RAD: augmented reality turned on its head

Reality Augmented Data

Note: This was originally published on 25 October 2009 on the Carbon Quilt blog (now defunct)

Augmented Reality used to be expensive to do but now the essential components of an AR system are routinely built into consumer electronics. Smart phones have GPS, compasses and accelerometers and AR is accessible to every developer, which is marvellous. There are already some inspiring applications such as Acrossair’s Nearest Tube. And Nearest Tube is surprisingly nice to use, by the way – AR is no longer just for geeks. Here’s a nice collection of AR videos: http://bit.ly/AR-vids.

But AR’s essential components can be used for more than merely augmenting reality (for an account of this see A history of the future of computing: why AR is where it’s at). One of the most exciting opportunities for AR comes from turning it on its head. Instead of adding a layer of data to the real world, use the real world itself as a 'canvas' for data. We at Carbon Visuals have taken to calling this 'reality augmented data' or RAD.

A simple example of RAD in action is www.carbonquilt.org. We take a datum such as a country’s per-capita carbon dioxide emissions and display it as an actual volume on a user’s own street, so he or she can relate to it physically and personally. Users have rich relationship with the buildings and geography of their neighbourhood and Carbon Quilt makes this is available to them for making sense of abstract statistics (literally making sense of them). We are currently working on an iPhone app. that makes the connection even stronger.

Central Bedfordshires carbon footprint and target for carbon reduction by 2020

A basic illustration of RAD. Central Bedfordshire Council emitted 33,702 tonnes of carbon dioxide in 2008/9 (not including social housing stock). The council aims to reduce that figure by 60% by 2020. The illustration shows the actual size of this reduction in terms of volume of gas. Embedding the illustration in a map of Bedford (the nearest town) gives the unweildy volume a familiar context. Viewers' rich, embodied experience of Bedford helps turn the statistic into something personally meaningful.
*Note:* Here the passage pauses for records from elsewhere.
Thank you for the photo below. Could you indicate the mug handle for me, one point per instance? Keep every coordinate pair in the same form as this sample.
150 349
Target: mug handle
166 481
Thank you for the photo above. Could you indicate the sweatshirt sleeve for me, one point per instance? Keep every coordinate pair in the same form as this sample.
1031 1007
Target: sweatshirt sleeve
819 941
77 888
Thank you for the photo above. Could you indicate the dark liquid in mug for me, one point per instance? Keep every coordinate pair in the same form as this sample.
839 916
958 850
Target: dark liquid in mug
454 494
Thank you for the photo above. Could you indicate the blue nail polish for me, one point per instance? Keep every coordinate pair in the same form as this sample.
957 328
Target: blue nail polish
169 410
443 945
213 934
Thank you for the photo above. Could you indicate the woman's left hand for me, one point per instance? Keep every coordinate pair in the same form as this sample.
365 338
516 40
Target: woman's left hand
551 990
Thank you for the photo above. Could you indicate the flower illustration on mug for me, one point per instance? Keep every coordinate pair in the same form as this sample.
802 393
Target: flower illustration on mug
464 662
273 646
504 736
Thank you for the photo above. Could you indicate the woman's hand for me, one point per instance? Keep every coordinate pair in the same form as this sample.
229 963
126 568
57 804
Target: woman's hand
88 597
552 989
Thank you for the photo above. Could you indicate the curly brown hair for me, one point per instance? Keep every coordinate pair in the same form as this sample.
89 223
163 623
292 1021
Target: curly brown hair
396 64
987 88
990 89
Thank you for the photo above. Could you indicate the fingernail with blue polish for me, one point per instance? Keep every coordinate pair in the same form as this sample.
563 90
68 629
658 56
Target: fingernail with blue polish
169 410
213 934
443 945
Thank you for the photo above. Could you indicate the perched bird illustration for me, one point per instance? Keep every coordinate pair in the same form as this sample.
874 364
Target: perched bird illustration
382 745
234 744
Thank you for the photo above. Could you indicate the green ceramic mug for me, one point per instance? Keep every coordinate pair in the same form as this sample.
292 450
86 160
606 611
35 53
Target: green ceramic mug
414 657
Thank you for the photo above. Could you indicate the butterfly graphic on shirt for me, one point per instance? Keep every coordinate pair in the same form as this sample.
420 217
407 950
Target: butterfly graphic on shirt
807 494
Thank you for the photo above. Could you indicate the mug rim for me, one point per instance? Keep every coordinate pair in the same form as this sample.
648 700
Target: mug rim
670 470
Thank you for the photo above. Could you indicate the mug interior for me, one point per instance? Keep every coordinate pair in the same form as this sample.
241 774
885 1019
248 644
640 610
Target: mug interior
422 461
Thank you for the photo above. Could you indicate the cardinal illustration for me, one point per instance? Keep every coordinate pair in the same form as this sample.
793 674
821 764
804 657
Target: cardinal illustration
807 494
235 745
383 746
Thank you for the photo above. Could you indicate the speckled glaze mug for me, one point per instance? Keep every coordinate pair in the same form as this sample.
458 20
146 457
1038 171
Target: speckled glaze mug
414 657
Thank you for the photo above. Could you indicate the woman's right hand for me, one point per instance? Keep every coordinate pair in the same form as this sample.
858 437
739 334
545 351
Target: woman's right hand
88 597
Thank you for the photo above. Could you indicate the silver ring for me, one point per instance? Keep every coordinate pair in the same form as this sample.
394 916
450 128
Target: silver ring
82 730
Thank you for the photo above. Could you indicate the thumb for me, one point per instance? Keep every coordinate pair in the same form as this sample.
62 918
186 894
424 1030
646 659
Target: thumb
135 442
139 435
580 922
Here’s the thing about AR: humans are already pretty good at making sense of the real world, but we are still rubbish at making sense of information such as statistics. It is often useful to add a layer of data to the real world, as Nearest Tube demonstrates. Nevertheless, the world is infinitely richer than any layer of data we could add to it. Data, on the other hand, is impoverished and our access to it clumsy. RAD lets us ‘borrow’ the world itself to provide a better interface with data.

This idea of borrowing aspects of world itself to visualise abstract data is not new in scientific visualisation. Philip Robertson mapped it out explicitly in an account of what called the ‘natural scene paradigm’ (Robertson, Philip K. 1991 May, ‘A Methodology For Choosing Data Representations’, IEEE Computer Graphics and Applications, pp 56 67, p 59). But up to now, scientific visualisation has aimed only to make data look like the world (e.g. make an undulating iso-surface look like a mountain, because we are good at looking at mountains and working out what we are looking at with a single glance). RAD goes much further in embedding data in the world itself.

Billions of years of programming (i.e. evolution) have given us a remarkable interface with the real world, much more powerful than any data interface we’ve built. With RAD, our rich experience of the world is co-opted to help us engage with data. This means our relationship with data could be as rich as our engagement with the real world (potentially).